No, non si può crescere una generazione a distanza
Il punto è che non possiamo permetterci di perdere un altro anno scolastico.
La didattica a distanza può senz’altro aprire nuovi scenari integrativi ma sconta due problemi di fondo: è appesa alle disponibilità e all’iniziativa dei docenti – che molti presidi stanno inutilmente tentando di controllare obbligandoli a fare lezione dalle aule vuote, una scena grottesca e umiliante – e smarrisce la dimensione protettiva della comunità scolastica, tutto quello che sta intorno alla nozione, al capitolo o all’esercizio.
In più non raggiunge tutti, sconta cioè un forte ostacolo nel digital divide (familiare e infrastrutturale).
Senza dimenticare che c’è anche un altro tipo di dispersione scolastica, forse ancora più insidiosa. Quella cioè implicita che i tanto contestati test Invalsi (ma anche i sistemi internazionali di valutazione come i Pisa dell’Ocse) rendono lampante: una quota non trascurabile di studenti col diploma, infatti, non raggiunge neanche lontanamente i livelli di competenza di cui dovrebbe disporre dopo 13 anni di scuola.
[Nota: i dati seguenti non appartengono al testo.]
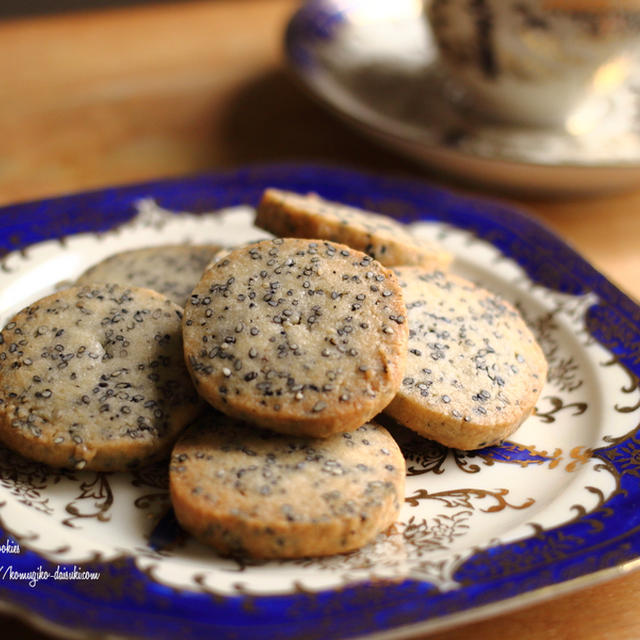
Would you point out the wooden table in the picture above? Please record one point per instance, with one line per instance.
(108, 97)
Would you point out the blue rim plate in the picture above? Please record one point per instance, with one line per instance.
(551, 510)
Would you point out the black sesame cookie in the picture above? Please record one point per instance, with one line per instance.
(251, 492)
(303, 337)
(288, 214)
(93, 377)
(172, 270)
(474, 369)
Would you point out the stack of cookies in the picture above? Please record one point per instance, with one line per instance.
(266, 377)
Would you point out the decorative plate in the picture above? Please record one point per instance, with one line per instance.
(553, 508)
(374, 62)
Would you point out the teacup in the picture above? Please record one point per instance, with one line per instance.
(545, 63)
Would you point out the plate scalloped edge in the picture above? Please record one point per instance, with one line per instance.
(129, 601)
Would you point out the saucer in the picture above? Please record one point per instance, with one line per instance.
(375, 63)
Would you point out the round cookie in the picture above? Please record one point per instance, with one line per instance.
(474, 370)
(93, 377)
(288, 214)
(248, 491)
(172, 270)
(303, 337)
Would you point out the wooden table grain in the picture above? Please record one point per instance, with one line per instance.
(116, 96)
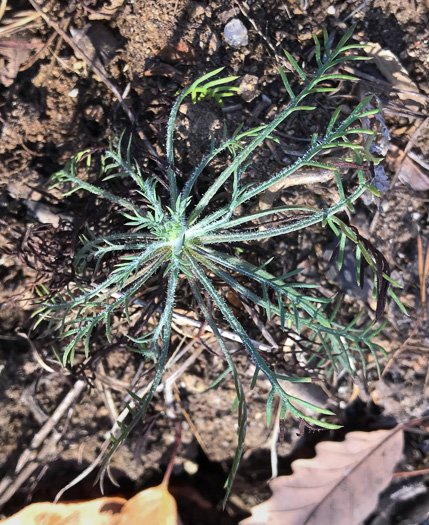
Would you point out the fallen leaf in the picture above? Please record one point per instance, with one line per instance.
(412, 176)
(392, 69)
(339, 486)
(154, 506)
(11, 59)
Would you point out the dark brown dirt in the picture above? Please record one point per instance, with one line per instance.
(57, 107)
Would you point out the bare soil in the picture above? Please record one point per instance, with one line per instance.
(56, 107)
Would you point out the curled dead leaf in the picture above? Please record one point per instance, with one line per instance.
(153, 506)
(339, 486)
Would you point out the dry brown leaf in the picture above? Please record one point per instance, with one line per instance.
(392, 69)
(413, 177)
(339, 486)
(151, 507)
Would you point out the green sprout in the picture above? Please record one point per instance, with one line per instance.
(184, 238)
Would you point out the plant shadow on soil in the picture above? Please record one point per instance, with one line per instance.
(56, 126)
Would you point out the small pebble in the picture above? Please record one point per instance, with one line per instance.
(235, 33)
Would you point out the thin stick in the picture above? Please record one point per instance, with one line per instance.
(408, 148)
(50, 21)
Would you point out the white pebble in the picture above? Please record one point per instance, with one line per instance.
(235, 33)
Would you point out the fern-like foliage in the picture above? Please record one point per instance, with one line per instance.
(184, 238)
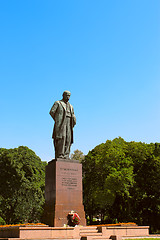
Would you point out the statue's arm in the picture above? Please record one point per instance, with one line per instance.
(73, 118)
(54, 109)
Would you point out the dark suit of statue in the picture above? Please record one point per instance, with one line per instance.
(63, 114)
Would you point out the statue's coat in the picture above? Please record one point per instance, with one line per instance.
(58, 113)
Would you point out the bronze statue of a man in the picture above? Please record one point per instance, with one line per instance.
(63, 114)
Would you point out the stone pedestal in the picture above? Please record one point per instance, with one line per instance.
(63, 192)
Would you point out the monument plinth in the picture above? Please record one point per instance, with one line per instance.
(63, 192)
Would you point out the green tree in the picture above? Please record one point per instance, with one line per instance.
(122, 182)
(22, 185)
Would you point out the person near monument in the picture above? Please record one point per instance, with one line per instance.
(63, 114)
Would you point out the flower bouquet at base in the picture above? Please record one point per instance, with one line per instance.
(73, 219)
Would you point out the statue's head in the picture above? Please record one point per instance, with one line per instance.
(66, 96)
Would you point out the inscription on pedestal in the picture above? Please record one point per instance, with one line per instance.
(69, 177)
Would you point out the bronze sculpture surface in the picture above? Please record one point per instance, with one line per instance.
(63, 114)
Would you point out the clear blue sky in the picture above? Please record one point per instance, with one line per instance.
(107, 53)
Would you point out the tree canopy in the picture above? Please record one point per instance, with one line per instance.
(22, 181)
(122, 182)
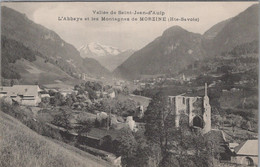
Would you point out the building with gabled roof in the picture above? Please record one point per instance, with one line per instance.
(197, 108)
(22, 94)
(246, 153)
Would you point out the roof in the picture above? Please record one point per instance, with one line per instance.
(249, 147)
(25, 90)
(100, 133)
(216, 136)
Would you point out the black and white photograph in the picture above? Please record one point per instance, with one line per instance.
(129, 84)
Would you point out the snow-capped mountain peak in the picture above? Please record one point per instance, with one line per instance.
(95, 49)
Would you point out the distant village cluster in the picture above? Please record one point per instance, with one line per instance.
(196, 108)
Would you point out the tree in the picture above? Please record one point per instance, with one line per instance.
(83, 127)
(127, 146)
(178, 146)
(159, 123)
(62, 120)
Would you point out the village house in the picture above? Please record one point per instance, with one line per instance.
(66, 92)
(246, 153)
(196, 108)
(22, 94)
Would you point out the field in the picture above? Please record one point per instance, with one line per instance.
(22, 147)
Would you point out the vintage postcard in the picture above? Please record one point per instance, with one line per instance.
(129, 84)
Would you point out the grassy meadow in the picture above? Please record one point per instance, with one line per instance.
(22, 147)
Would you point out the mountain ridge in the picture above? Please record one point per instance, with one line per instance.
(52, 47)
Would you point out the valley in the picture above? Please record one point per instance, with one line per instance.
(184, 99)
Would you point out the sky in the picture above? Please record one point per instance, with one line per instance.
(128, 34)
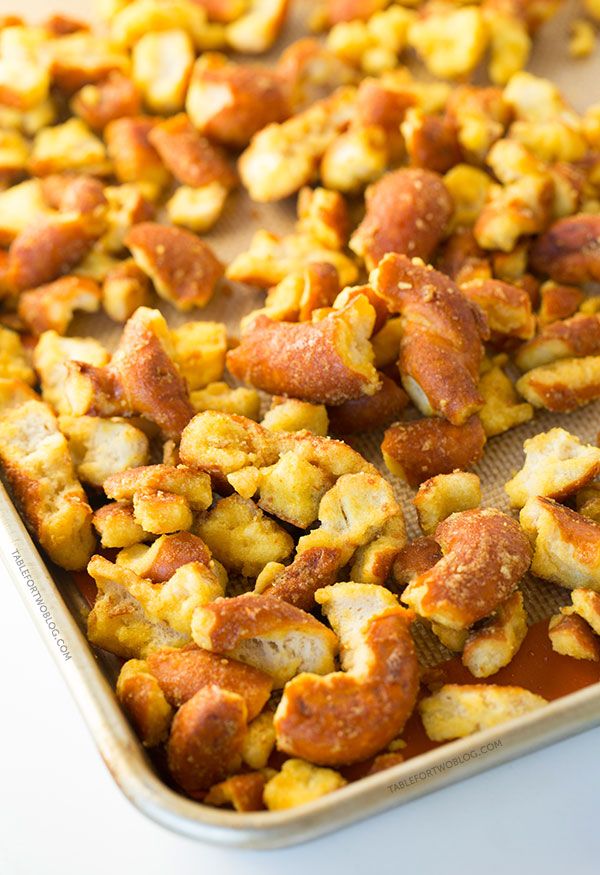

Non difendere la scuola in presenza significa anzitutto approfondire questi drammi nazionali: abbandonare definitivamente per strada una generazione, quella che si troverà di fronte le macerie del prossimo decennio, infittirne anzi le fila e livellare ancora di più verso il basso la soglia di preparazione di chi riuscirà a terminare, fra chat e piattaforme assortite, genitori supplenti e messinscene al display, un anno già zoppo.